TRIBUNNEWS.COM - Presiden Prancis Emmanuel Macron menggambarkan kematian pemimpin Hamas, Yahya Sinwar, sebagai titik balik dalam konflik antara Israel dan Palestina.
Pada hari Kamis (17/10/2024) Macron, yang selama ini mengkritik tindakan Israel di Gaza, mengatakan bahwa kematian Sinwar adalah titik balik yang harus segera dimanfaatkan Perdana Menteri Benjamin Netanyahu.
Macron mengatakan bahwa kematian Yahya Sinwar ini bisa digunakan Netanyahu sebagai jalan keluar dari krisis di Timur Tengah yang semakin parah.
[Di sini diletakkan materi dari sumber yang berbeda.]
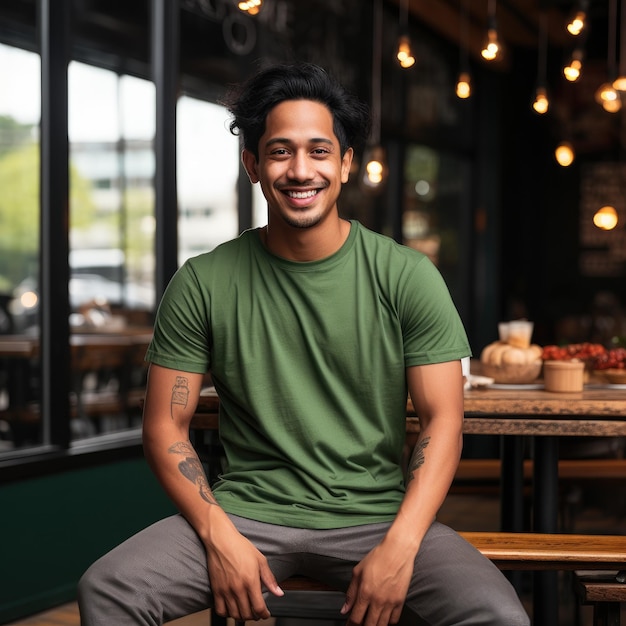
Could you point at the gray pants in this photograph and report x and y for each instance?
(161, 574)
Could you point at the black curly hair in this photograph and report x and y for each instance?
(254, 99)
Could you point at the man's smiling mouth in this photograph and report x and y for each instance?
(302, 195)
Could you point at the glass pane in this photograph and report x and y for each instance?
(20, 106)
(208, 168)
(433, 210)
(111, 127)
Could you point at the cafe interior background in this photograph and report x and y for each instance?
(116, 164)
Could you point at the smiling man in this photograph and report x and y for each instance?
(313, 329)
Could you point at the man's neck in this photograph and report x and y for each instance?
(306, 244)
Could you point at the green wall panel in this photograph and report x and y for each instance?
(53, 527)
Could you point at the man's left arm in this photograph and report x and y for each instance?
(381, 580)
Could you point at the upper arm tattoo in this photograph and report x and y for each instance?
(191, 468)
(418, 457)
(180, 394)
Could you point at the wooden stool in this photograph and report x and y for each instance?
(604, 593)
(304, 598)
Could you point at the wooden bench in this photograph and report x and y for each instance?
(518, 551)
(488, 470)
(602, 591)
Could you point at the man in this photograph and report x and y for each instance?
(313, 329)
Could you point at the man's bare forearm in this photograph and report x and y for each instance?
(417, 458)
(191, 468)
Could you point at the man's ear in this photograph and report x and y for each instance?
(250, 163)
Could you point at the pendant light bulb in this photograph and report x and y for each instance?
(464, 86)
(609, 98)
(564, 154)
(576, 25)
(404, 55)
(606, 218)
(492, 47)
(573, 70)
(541, 103)
(251, 7)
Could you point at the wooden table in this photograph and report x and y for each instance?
(597, 411)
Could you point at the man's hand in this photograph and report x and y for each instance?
(237, 571)
(379, 586)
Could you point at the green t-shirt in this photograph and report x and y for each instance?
(309, 363)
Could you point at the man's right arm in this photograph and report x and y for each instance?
(236, 568)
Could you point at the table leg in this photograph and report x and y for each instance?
(512, 484)
(512, 494)
(545, 520)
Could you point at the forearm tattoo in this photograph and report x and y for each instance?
(191, 468)
(417, 458)
(180, 394)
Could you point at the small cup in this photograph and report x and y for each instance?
(563, 376)
(520, 333)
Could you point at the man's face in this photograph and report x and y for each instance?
(300, 167)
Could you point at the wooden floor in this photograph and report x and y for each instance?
(459, 511)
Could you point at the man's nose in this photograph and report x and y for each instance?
(300, 168)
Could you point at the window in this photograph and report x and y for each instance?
(207, 173)
(20, 106)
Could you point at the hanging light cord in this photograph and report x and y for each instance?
(612, 39)
(542, 60)
(376, 71)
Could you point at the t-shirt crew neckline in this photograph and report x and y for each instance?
(308, 266)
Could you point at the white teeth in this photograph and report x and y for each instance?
(301, 195)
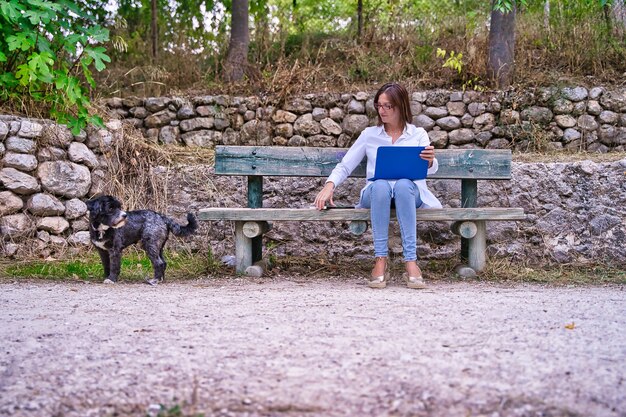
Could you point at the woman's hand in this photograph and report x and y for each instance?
(428, 154)
(325, 195)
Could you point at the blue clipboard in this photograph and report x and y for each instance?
(396, 162)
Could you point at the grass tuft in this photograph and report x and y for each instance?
(135, 267)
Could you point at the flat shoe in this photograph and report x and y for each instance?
(380, 281)
(416, 283)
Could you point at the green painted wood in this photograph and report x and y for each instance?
(469, 198)
(289, 214)
(255, 200)
(494, 164)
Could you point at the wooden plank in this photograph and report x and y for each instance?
(477, 250)
(288, 161)
(288, 214)
(469, 198)
(255, 200)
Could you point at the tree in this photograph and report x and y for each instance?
(154, 31)
(501, 59)
(237, 56)
(359, 10)
(47, 52)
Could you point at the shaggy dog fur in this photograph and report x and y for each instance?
(111, 230)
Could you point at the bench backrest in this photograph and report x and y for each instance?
(474, 164)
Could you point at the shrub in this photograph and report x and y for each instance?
(47, 52)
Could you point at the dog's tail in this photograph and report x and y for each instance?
(178, 230)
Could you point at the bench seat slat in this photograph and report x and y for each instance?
(299, 214)
(492, 164)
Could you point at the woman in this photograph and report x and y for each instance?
(394, 129)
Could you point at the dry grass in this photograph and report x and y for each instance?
(566, 156)
(576, 49)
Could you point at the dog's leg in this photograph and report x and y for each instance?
(158, 262)
(106, 262)
(115, 255)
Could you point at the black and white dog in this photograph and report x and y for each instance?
(111, 230)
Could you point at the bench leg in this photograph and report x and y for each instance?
(477, 247)
(243, 249)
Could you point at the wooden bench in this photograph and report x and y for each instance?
(255, 162)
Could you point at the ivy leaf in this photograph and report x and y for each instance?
(23, 41)
(23, 74)
(98, 34)
(98, 55)
(11, 10)
(40, 65)
(88, 76)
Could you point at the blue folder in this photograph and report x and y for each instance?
(396, 162)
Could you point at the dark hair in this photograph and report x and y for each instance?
(399, 97)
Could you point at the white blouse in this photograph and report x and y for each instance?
(366, 146)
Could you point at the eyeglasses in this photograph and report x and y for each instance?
(386, 106)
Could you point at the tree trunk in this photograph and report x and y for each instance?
(546, 16)
(618, 13)
(359, 11)
(154, 35)
(501, 60)
(237, 56)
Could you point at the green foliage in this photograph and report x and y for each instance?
(506, 6)
(47, 52)
(454, 61)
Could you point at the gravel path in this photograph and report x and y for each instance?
(311, 347)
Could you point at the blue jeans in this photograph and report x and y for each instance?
(378, 197)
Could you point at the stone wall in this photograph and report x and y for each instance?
(576, 211)
(46, 174)
(571, 118)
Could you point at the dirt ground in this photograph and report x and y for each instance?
(287, 346)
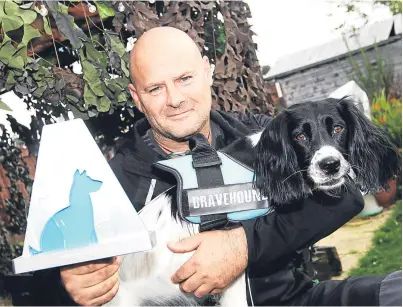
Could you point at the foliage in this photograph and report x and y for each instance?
(356, 13)
(387, 113)
(372, 76)
(385, 255)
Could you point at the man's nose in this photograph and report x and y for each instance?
(175, 96)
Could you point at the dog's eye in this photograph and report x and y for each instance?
(301, 137)
(337, 129)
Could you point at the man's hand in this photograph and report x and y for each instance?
(221, 256)
(92, 284)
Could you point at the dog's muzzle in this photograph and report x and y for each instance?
(328, 168)
(330, 165)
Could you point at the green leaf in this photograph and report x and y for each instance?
(104, 104)
(16, 62)
(92, 53)
(10, 81)
(116, 45)
(22, 52)
(11, 23)
(92, 77)
(67, 27)
(104, 10)
(4, 106)
(89, 97)
(46, 26)
(29, 33)
(124, 68)
(14, 12)
(72, 98)
(121, 97)
(39, 91)
(63, 8)
(28, 16)
(6, 52)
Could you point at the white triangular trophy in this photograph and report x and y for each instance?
(78, 211)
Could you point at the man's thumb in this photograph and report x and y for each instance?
(186, 245)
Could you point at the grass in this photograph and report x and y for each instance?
(385, 254)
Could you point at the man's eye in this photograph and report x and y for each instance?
(301, 137)
(154, 90)
(186, 78)
(337, 129)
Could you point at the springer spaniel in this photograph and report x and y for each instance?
(307, 147)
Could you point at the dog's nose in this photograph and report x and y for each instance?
(330, 165)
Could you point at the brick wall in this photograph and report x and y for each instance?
(319, 81)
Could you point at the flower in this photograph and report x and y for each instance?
(377, 106)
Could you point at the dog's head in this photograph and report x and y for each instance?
(315, 145)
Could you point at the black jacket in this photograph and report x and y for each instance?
(273, 240)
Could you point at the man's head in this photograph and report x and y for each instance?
(171, 83)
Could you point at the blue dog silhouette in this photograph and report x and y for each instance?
(73, 226)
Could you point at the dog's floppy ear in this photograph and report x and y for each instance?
(373, 157)
(277, 173)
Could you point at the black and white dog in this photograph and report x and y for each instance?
(310, 146)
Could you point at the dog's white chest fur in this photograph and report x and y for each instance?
(145, 277)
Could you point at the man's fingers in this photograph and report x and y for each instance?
(203, 290)
(191, 284)
(185, 245)
(107, 297)
(99, 276)
(184, 272)
(102, 288)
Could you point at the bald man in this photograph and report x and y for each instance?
(171, 86)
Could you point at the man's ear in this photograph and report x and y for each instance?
(135, 96)
(207, 70)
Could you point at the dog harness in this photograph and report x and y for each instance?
(214, 190)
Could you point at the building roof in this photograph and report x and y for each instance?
(376, 32)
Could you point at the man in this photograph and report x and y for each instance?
(171, 86)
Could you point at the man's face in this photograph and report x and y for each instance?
(174, 94)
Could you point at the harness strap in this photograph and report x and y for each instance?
(206, 163)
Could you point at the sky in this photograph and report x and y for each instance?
(287, 26)
(281, 26)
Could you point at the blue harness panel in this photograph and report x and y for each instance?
(237, 197)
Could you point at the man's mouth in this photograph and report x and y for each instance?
(331, 184)
(179, 115)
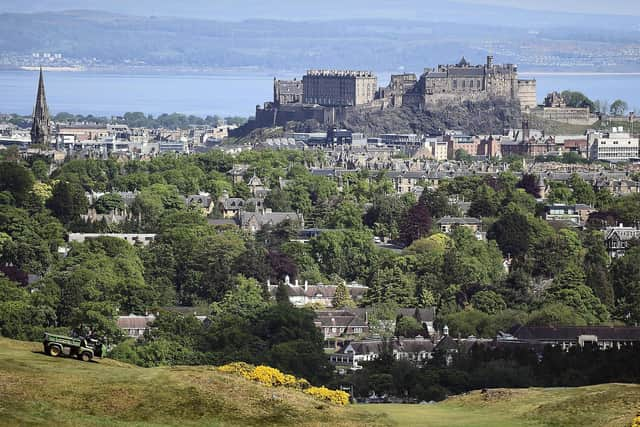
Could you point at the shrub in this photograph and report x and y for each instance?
(272, 377)
(268, 376)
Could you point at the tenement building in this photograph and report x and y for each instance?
(334, 88)
(287, 91)
(614, 146)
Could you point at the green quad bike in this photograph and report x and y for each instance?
(84, 349)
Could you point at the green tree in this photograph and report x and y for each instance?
(16, 180)
(484, 203)
(68, 202)
(582, 191)
(245, 299)
(342, 297)
(618, 107)
(596, 268)
(416, 225)
(346, 215)
(108, 203)
(625, 272)
(488, 302)
(391, 284)
(577, 100)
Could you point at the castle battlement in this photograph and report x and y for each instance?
(340, 73)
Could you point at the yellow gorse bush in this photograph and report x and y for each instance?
(272, 377)
(266, 375)
(338, 397)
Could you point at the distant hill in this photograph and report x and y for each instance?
(36, 390)
(269, 41)
(454, 11)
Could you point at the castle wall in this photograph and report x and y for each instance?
(527, 94)
(339, 88)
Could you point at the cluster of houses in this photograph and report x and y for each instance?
(352, 337)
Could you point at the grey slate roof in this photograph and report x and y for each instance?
(570, 333)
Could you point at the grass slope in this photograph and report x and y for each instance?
(36, 389)
(605, 405)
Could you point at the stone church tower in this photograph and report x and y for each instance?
(41, 121)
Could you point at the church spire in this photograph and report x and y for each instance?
(41, 121)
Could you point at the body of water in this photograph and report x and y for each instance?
(226, 94)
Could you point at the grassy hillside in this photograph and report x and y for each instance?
(36, 389)
(606, 405)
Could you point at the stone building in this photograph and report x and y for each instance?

Dalam konferensi pers setelah pertemuan dengan pemimpin Uni Eropa di Brussels, Macron menyatakan bahwa kesempatan ini harus dimanfaatkan Israel agar semua sandera bisa dibebaskan dan perang bisa segera dihentikan.
"Kita harus memanfaatkan kesempatan ini untuk membebaskan para sandera dan mengakhiri perang," kata Macron kepada wartawan setelah pertemuan tersebut.
"Kita perlu mengakhiri operasi militer dan menerima gencatan senjata di Gaza, hal ini perlu dilakukan untuk membuka perspektif politik yang kredibel bagi warga Israel dan Palestina." sambungnya.
Namun demikian, Netanyahu sepertinya tak sependapat dengan usulan Macron ini.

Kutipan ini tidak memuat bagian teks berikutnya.